Hi all, I am an Aeronautical Engineer from the UK visiting Dubai and trying to find work. 

My case is a bit odd that I am only 23 and I only have 1 year's experience in the UK - but because of some personal circumstances I want to move to the UAE. I am looking for work anywhere in the UAE (esp. Abu Dhabi and Dubai).

I have been told that as Muslim and UK National I have an advantage in the industry. My masters degree is in Aerospace engineering but it overlaps majorly with Mechanical engineering, so I can work in aviation, mechanical, oil/gas (nuclear??) industries.

I have a long list of general job agencies and some idea of engineering companies where I can make speculative applications, but it will be great for me if any of you guys can give tips which will help me in focus my endeavours a bit more. 

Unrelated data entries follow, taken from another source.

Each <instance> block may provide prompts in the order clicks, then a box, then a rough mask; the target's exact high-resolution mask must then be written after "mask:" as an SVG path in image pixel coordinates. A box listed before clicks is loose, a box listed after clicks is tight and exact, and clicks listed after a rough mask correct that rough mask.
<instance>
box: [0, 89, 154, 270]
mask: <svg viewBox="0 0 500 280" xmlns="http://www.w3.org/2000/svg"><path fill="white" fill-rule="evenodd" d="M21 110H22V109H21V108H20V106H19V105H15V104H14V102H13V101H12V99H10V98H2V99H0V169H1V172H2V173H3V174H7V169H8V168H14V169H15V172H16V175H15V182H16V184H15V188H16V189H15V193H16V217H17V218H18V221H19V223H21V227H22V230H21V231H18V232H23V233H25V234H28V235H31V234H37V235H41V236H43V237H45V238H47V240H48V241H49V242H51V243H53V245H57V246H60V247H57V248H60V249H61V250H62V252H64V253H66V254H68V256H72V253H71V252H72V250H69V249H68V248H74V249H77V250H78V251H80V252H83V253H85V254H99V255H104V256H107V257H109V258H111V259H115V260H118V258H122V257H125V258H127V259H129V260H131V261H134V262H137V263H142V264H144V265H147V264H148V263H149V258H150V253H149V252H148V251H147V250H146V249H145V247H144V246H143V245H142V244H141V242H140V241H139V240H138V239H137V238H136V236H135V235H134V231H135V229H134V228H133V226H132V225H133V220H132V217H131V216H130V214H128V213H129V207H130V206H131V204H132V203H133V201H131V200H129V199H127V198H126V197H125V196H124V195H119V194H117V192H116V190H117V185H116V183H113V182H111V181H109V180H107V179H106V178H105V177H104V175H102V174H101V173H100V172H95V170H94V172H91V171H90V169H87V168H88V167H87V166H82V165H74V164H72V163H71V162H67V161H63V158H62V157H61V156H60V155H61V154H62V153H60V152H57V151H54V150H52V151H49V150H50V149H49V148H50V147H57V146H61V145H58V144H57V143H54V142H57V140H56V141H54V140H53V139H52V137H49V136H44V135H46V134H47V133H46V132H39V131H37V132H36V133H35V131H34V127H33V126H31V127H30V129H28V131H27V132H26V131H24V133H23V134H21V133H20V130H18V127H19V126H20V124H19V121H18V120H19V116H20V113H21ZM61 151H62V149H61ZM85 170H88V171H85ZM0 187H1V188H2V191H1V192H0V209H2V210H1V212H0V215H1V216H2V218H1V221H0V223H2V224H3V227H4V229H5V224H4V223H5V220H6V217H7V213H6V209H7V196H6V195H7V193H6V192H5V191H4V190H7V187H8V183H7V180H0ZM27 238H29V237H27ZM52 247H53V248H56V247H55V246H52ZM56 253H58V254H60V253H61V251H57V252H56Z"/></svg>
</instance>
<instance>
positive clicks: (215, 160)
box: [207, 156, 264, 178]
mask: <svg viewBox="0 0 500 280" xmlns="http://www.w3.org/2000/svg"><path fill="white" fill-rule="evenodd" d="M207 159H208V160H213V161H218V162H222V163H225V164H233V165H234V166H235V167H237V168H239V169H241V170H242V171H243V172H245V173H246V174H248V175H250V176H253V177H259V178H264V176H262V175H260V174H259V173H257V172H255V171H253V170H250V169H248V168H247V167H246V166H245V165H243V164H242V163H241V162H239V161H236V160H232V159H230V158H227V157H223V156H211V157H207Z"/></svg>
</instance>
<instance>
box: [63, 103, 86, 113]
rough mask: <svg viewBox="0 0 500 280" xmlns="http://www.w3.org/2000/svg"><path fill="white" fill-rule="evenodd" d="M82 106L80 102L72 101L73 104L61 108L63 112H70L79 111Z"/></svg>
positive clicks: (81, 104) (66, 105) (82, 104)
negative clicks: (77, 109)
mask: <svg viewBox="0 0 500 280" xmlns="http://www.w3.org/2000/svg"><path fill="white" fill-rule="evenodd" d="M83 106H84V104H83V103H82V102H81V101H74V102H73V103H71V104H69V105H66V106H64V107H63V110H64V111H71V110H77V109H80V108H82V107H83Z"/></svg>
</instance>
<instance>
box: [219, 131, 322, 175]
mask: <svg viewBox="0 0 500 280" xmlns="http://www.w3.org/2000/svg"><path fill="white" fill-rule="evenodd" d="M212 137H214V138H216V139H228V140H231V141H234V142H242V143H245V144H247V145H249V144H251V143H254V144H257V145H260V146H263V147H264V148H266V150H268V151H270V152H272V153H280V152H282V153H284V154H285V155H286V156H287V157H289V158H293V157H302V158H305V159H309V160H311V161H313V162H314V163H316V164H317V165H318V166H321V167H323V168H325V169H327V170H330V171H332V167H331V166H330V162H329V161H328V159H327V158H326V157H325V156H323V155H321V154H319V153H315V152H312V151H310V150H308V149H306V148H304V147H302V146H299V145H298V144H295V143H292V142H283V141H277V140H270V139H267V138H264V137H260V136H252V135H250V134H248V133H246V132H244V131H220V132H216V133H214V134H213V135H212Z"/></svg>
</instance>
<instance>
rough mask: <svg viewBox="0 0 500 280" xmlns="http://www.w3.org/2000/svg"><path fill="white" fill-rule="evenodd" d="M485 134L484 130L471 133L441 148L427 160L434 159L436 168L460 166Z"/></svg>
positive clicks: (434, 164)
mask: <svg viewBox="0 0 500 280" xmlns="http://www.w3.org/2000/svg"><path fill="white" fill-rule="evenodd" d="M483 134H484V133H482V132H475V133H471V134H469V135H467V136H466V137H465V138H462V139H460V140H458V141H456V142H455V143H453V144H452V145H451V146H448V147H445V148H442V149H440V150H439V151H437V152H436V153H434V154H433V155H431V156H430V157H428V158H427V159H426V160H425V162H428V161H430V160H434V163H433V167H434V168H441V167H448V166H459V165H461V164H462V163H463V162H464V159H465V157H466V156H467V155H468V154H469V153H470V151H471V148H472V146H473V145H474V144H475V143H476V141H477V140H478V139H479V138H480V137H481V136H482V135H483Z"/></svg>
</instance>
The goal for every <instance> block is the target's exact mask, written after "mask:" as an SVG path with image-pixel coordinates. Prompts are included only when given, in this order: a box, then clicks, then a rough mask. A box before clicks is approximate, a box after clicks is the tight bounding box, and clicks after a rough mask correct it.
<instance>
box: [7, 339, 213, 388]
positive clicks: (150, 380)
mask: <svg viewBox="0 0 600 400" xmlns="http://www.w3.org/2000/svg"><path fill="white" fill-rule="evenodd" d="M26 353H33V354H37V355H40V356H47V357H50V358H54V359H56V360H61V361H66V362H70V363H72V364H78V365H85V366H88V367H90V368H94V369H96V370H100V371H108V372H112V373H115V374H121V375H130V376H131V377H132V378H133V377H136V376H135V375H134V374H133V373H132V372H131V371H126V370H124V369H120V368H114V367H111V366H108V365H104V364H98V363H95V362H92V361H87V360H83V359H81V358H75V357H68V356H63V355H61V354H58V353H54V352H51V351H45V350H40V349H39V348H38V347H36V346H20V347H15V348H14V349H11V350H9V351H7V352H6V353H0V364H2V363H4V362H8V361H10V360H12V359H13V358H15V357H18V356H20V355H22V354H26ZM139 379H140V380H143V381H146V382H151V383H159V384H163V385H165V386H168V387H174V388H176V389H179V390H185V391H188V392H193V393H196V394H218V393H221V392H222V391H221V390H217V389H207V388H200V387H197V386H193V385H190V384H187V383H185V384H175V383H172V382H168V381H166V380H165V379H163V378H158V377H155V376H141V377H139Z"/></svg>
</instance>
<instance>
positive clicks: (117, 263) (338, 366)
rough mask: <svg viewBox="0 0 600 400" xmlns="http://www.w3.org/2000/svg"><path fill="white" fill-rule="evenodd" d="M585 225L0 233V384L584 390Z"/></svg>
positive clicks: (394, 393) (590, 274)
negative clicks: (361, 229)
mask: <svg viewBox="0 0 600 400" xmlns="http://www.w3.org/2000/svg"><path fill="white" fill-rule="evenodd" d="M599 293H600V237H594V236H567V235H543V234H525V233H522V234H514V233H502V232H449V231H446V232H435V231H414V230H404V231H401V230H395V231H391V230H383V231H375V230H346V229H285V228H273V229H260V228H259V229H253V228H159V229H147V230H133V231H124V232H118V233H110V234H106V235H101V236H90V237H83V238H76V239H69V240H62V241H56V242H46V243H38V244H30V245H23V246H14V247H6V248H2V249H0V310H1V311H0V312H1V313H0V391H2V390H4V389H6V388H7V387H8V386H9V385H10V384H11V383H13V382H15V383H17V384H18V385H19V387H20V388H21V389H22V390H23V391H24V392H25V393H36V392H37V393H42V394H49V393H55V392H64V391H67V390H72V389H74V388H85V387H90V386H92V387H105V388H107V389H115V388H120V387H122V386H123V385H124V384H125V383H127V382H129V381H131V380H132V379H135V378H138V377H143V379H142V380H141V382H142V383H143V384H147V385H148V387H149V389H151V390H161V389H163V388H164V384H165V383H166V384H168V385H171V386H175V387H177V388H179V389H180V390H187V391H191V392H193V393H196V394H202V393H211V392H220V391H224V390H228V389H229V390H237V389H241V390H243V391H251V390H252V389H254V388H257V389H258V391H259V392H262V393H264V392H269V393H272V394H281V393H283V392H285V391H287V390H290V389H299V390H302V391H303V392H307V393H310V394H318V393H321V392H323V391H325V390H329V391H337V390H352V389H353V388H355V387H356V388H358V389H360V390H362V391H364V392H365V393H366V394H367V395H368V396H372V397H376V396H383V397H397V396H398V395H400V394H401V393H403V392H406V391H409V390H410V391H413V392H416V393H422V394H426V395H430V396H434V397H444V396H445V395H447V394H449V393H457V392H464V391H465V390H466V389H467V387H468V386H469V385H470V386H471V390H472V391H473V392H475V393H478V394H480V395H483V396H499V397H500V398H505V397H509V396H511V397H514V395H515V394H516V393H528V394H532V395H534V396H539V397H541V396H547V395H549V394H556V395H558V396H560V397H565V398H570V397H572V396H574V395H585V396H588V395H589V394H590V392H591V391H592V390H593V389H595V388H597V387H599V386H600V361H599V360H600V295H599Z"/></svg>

Oh and it's my first time in Dubai so I hope you can at least help me in getting the most of my visit as a tourist!

Your help will be appreciated. 

Hammad


----------



## shams98 (Dec 19, 2014)

Google for The 10 simple Tips to find great job in Dubai you can find my tips. I am not able to post links

all the best.


----------



## twowheelsgood (Feb 21, 2013)

Try reading the Stickies first.

Your religion will have little or no bearing as you are a Brit, not an Emirati.

As a Brit, you may find a lot of the lower paid jobs denied you because people from other countries generally do those and with only one your experience, you may find you struggle.

The UAE doesn't use many aeronautical engineers as there is no aerospace industry here - AMMROC may be interested but I am guessing they will want highly experienced people.


----------



## Stevesolar (Dec 21, 2012)

twowheelsgood said:


> Try reading the Stickies first.
> 
> Your religion will have little or no bearing as you are a Brit, not an Emirati.
> 
> ...


Hi,
Did you check the date of the OP's original question?

You got lured into answering because of rather late reply, before yours! 

Cheers
Steve


----------